When I read this 1915 article on the wall of the Avondale Estates exhibit, I had just finished reading an opinion column in the New York Times that morning about this period, when President Woodrow Wilson was officially segregating the U.S. government and his administration was naming military bases after Confederate generals. Wilson, a religious Southerner who was president of Princeton University, fastened the myth of a “Lost Cause” of honorable Southern warriors into federal policy. “Why America Joined the Cult of the Confederacy,” the column in the Times, points out that this was also a time of community-wide spectacle lynching to terrorize Blacks throughout the Deep South.
The article in The Atlanta Constitution doesn’t say anything about race. It’s all about “patriotic women,” honor, nobility and “the heroism of the confederate cause.” And it seems that Gutzon Borglum, the Danish-American from out West, was fully taken in by this perspective. To him, the Civil War was America’s Iliad, a heroic tragedy worthy of grandiose art. The article quotes at length something he had written in an art magazine about memorializing Lincoln, which was underway in the construction of the Lincoln Memorial.

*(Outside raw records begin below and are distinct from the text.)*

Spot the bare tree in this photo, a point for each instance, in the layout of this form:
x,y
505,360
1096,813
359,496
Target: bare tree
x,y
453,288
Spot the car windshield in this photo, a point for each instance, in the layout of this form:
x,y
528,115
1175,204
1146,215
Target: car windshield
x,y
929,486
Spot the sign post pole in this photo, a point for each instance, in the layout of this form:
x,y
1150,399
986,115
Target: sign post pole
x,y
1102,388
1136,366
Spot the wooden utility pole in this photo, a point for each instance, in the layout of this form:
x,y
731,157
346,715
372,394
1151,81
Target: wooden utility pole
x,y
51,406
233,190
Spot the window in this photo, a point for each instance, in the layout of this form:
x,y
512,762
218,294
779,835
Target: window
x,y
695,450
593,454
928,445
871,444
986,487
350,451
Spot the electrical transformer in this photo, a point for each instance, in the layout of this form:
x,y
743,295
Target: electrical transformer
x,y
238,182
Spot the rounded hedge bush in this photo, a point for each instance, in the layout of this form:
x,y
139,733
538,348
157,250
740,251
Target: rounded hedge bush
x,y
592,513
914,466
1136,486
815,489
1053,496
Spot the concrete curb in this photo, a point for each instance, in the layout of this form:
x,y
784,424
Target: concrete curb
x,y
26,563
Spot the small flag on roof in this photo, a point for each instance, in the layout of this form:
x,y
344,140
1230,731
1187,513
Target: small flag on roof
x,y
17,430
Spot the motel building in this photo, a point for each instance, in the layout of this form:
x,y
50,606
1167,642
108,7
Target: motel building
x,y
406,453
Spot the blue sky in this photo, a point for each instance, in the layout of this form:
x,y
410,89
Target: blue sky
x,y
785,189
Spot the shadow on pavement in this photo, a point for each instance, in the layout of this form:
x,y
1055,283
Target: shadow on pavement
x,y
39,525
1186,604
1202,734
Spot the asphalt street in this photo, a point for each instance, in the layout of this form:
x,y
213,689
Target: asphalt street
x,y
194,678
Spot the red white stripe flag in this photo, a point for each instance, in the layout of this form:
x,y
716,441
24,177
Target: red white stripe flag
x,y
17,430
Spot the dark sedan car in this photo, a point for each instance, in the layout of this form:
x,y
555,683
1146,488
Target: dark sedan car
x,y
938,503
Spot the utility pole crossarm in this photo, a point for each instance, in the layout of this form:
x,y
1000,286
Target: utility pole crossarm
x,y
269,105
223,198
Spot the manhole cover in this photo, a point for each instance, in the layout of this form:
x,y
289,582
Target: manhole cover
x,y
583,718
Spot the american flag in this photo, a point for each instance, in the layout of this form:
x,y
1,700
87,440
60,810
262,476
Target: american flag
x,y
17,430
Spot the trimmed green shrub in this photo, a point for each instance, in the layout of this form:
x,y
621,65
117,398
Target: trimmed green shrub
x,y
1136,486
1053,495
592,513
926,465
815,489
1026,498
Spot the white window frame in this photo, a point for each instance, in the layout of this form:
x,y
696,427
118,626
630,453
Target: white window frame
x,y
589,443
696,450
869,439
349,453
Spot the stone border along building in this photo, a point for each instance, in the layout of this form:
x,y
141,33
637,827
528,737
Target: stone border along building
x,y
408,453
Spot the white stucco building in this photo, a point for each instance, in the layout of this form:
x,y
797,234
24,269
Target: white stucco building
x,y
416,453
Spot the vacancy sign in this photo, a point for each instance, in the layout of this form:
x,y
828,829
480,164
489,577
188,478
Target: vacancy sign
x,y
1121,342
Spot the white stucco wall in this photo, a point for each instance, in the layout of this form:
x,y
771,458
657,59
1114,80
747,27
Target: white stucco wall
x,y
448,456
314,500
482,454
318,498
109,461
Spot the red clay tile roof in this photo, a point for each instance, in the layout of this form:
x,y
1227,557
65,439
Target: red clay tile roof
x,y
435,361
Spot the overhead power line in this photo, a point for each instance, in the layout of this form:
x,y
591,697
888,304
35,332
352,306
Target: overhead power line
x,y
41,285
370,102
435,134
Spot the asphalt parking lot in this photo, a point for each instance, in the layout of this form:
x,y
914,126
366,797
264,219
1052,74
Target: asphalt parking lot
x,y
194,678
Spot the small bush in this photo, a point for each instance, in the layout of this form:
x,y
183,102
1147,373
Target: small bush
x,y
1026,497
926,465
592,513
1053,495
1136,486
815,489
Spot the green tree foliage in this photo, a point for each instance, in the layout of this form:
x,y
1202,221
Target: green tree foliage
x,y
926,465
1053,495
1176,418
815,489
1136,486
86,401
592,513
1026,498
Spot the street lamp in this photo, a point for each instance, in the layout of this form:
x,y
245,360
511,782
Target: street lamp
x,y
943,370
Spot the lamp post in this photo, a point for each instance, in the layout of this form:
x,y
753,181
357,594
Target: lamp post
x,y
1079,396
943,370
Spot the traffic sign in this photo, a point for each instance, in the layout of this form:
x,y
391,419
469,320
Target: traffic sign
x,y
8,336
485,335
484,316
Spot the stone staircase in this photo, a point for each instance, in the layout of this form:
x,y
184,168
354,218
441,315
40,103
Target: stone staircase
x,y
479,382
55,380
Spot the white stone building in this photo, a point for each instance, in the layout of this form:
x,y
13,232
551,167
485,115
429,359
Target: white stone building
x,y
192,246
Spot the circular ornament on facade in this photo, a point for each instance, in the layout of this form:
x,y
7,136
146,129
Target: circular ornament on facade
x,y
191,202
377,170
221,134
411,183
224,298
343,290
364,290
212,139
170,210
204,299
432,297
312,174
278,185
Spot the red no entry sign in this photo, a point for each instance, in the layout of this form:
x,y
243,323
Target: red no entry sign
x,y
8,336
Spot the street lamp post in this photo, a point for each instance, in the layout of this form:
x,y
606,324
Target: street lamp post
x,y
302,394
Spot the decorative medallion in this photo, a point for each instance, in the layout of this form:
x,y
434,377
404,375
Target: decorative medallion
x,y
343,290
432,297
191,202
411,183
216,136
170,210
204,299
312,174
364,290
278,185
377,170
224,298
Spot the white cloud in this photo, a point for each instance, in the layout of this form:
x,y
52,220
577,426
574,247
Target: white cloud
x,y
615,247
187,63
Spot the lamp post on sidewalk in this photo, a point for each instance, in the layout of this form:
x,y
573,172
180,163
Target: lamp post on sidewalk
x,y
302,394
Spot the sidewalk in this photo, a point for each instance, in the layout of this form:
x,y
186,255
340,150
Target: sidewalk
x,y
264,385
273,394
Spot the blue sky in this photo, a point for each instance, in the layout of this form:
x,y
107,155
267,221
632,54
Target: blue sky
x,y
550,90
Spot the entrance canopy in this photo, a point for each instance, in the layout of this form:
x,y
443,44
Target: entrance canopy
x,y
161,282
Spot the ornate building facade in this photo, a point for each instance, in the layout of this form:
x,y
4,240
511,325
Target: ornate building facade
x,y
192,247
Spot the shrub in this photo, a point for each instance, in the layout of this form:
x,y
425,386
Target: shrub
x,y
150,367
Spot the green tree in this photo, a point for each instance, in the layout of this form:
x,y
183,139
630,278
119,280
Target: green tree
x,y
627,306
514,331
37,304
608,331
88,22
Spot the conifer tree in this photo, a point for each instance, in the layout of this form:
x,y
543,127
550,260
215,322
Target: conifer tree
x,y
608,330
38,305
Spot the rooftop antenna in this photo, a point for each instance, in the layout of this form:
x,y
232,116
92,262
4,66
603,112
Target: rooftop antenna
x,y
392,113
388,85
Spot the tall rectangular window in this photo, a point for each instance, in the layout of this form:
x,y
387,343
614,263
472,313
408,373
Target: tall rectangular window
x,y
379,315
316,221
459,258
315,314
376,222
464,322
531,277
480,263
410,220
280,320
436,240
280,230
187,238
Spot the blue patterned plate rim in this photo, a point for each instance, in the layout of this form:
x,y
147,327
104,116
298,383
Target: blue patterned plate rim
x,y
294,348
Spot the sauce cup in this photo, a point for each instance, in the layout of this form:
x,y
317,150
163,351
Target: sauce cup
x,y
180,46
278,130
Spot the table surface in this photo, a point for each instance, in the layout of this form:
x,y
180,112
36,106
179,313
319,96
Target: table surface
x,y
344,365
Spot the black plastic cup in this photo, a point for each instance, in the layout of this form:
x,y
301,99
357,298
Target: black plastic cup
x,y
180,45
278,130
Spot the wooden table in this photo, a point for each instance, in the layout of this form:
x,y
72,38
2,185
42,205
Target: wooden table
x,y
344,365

Borglum didn’t design the statue of a sitting Abraham Lincoln (which was made of Georgia marble), or its giant temple. But he described what they should express. “A simple, honest, sincere, inspired, true creature that knew the straight road and went right through and brushed the unimportant aside. You will pick the particular giants who built this country – Hamilton, Washington, Jefferson, Franklin. Those men will have an honorable place in that monument, and out of that group, going way back into the early eighteen hundreds, will arise this boy. We will assemble Grant, Sherman, Sheridan, Seward, Stanton, and you will see him associated with them down through the friezes that will ornament this temple whenever it is built. . . .On the other side of the monument you will see struggling honestly pushing forward the southern cause, Lee, Stuart, Johnson, and then you will see them all united and the whole thing will close.”
This was how the Civil War looked to a certain artistic mind, as it looked at the time to an overwhelmingly white population outside the South, eager for healing, reunion and progress without having to face the meaning of the Great Migration out of the South. Borglum wasn’t deterred, if he even knew about it, by the “impressive services” held that Thanksgiving of 1915 atop Stone Mountain by a “new” secret organization calling itself the Knights of the Ku Klux Klan (according to another Atlanta Constitution article on the wall of exhibit on Avondale Estates).
Borglum moved to Avondale Estates in 1924 to begin overseeing the carving of Confederate leaders on horseback, embossed on the side of the great granite outcropping. They remain there today. But the sculptor got only as far as the head of Robert E. Lee in 1925. That’s when Gutzon Borglum had a falling out with the United Daughters of the Confederacy and left. The split was said to be about money. I do wonder, though, if it was really about vision.
Borglum found another monumental project after that. He moved to South Dakota and created Mount Rushmore.